In fact the story is so vast that by the end of this article I may not have gotten to the reason I started writing it in the first place which is mortgage securitization audits.
MERS, Wall Street, the foreclosure crisis and making money
Securitization of mortgages
This story has many twists and turns that I will get to in the near future, but for starters it has to do with money. Specifically Wall Street making a whole lot of money by buying up 1000′s of mortgages of a similar quality from the lenders who made the loans, packaging all of those loans into a security or bond-like product, and then selling that security to investors all over the world.
They would then repeat that process over and over again.
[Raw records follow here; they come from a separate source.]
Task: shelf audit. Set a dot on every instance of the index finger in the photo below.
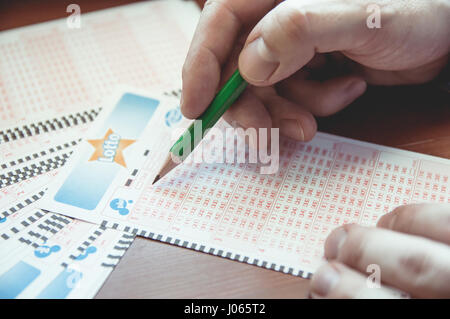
(216, 33)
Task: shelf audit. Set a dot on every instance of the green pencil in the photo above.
(188, 141)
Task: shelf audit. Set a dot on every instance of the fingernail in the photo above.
(324, 280)
(181, 99)
(292, 129)
(256, 63)
(334, 243)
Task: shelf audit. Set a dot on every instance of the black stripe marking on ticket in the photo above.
(34, 169)
(46, 126)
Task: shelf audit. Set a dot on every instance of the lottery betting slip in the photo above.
(277, 221)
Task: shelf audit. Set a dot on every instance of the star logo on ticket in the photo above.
(110, 148)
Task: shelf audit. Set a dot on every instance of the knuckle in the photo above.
(293, 22)
(416, 263)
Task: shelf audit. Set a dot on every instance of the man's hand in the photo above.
(310, 57)
(410, 247)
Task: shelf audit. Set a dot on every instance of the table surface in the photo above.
(410, 118)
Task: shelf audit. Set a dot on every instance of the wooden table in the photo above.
(410, 118)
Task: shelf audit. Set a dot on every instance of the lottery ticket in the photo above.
(52, 68)
(278, 221)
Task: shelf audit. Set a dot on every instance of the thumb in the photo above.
(289, 35)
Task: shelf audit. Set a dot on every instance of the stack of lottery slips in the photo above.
(46, 255)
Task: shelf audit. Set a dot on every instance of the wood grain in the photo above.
(410, 118)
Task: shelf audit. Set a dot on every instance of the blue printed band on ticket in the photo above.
(97, 168)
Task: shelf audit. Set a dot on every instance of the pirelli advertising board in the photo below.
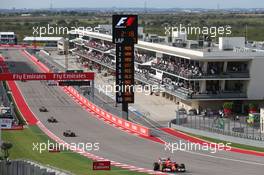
(125, 36)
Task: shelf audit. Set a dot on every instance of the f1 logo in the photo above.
(126, 21)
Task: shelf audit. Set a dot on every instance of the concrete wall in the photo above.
(220, 136)
(256, 84)
(22, 167)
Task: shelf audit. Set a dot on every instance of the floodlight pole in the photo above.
(66, 49)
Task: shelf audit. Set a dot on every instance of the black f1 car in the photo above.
(52, 120)
(69, 133)
(43, 109)
(166, 165)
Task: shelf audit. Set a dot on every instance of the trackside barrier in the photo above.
(110, 117)
(141, 130)
(43, 67)
(16, 46)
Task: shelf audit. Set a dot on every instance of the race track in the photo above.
(115, 144)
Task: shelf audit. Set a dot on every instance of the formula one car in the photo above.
(69, 133)
(52, 120)
(43, 109)
(166, 165)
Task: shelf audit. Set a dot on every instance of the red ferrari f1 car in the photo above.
(166, 165)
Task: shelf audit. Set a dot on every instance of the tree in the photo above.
(5, 147)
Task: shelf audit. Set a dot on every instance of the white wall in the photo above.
(256, 83)
(231, 42)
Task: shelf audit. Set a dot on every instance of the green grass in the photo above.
(17, 112)
(247, 147)
(23, 149)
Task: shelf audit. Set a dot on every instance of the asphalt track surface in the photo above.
(115, 144)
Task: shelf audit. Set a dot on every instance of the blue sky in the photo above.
(132, 3)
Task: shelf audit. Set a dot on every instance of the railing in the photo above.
(224, 75)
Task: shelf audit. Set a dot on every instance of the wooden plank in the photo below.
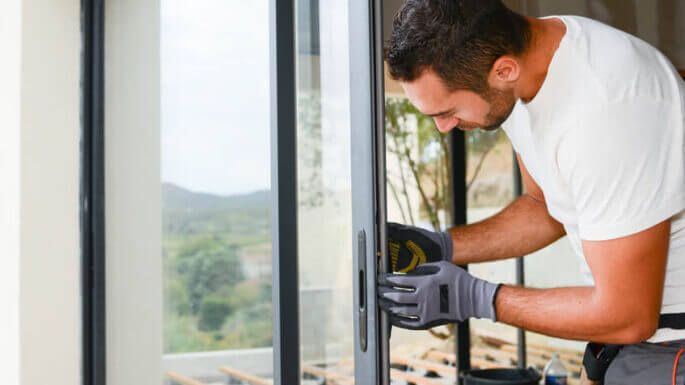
(246, 377)
(329, 375)
(413, 378)
(450, 358)
(442, 369)
(183, 380)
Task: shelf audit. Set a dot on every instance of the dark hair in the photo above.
(459, 39)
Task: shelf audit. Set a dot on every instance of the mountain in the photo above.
(177, 197)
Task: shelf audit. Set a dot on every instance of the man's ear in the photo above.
(505, 71)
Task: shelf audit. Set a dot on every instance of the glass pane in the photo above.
(216, 203)
(490, 183)
(418, 191)
(324, 188)
(188, 157)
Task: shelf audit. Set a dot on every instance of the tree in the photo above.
(213, 313)
(206, 266)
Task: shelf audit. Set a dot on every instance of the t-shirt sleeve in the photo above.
(625, 168)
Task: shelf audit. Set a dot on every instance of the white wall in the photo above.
(39, 226)
(133, 192)
(10, 46)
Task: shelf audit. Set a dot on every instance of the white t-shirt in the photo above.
(603, 138)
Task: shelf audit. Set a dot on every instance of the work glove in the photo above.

Because the original lender making the loan was not holding on to it, the need to make 100% sure that it was a good loan lost some of its importance.
The bottom-line to the lenders that made the loans and the Wall Street banks who bought these loans and resold them was that the quicker the process went the more money they would all make.
A little something known as underwriting standards got pushed to the side of the road because all of the risk was being taken by investors around the world who thought they were buying triple-A paper while all of the reward went to the originating banks.
Did I forget to mention that the rating agencies also had a major role to play in this mess?